Mechanism analysis of interface characteristics of sequential Co-injection self-reinforced parts

Abstract The mechanism analysis of the interface characteristics of sequential co-injection self-reinforced parts starts from the following three aspects. Firstly, the formation process of the bonding interface and the factors affecting the bonding strength were investigated in theory. A theoretical model of interface bonding degree, which explains the bonding degree of the interface by the penetration depth of polymer chains through the initial solid-melt interface, was proposed, and then combines the average critical penetration depth to analyze the influence of different molding parameters on the interface bonding degree. Then, the interface bonding strength of the prepared polypropylene sequential co-injection self-reinforced parts under different molding parameters (including melt temperature, mold temperature and injection speed, etc.) was studied experimentally, and the reliability of the model was verified.

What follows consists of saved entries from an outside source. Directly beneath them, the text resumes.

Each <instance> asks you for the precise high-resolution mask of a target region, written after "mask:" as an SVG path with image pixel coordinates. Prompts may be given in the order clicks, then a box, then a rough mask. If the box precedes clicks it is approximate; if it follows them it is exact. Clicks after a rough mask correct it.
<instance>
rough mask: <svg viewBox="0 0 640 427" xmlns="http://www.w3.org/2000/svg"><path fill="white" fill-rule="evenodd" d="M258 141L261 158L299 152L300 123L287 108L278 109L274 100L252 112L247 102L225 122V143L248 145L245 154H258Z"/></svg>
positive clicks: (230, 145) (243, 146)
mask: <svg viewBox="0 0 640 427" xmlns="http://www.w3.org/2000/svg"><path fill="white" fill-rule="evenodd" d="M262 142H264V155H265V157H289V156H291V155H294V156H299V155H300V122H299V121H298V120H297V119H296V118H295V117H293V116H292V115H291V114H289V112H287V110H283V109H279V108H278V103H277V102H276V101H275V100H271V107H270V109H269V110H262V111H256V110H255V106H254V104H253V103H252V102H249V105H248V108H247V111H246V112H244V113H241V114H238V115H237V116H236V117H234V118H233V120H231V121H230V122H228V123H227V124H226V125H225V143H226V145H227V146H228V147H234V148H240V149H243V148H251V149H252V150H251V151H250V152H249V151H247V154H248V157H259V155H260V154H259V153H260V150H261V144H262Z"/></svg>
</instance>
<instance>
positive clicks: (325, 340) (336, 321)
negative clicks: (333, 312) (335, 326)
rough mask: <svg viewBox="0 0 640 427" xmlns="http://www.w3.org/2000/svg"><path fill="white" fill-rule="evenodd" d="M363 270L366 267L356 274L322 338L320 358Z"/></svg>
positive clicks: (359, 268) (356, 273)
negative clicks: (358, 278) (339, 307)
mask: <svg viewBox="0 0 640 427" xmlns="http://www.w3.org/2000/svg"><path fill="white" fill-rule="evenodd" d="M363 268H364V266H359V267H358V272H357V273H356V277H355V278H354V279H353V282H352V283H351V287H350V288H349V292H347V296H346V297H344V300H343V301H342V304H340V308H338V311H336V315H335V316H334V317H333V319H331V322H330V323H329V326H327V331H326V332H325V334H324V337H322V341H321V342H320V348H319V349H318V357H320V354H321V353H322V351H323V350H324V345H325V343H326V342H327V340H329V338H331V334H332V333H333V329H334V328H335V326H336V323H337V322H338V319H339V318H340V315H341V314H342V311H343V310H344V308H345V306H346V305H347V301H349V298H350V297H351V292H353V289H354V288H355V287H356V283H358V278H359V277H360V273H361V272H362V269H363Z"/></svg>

Finally, the interrelationship function between effective penetration degree of molecular chain diffusion and interface bonding degree on both sides of the interface is established, which provides a new theoretical basis for interfacial mechanism analysis of sequential co-injection self-reinforced parts. The results show that the interface bonding degree between experiment and theory has a good consistency, and the deviation between them is within 10%, which proves that the theoretical model is reliable. In addition, the theoretical critical penetration depth and the theoretical maximum degree of bonding sequential co-injection polypropylene products are 1.399 nm and 0.857, respectively. The performance test results of different molding parameters show that the temperature change of reinforced melt is the key factor affecting the interfacial fusion of sequential co-injection self-reinforced parts. The high temperature melt is beneficial to the diffusion and intertwining of molecular chains on both sides of the interface and to the improvement of the degree of interfacial bonding.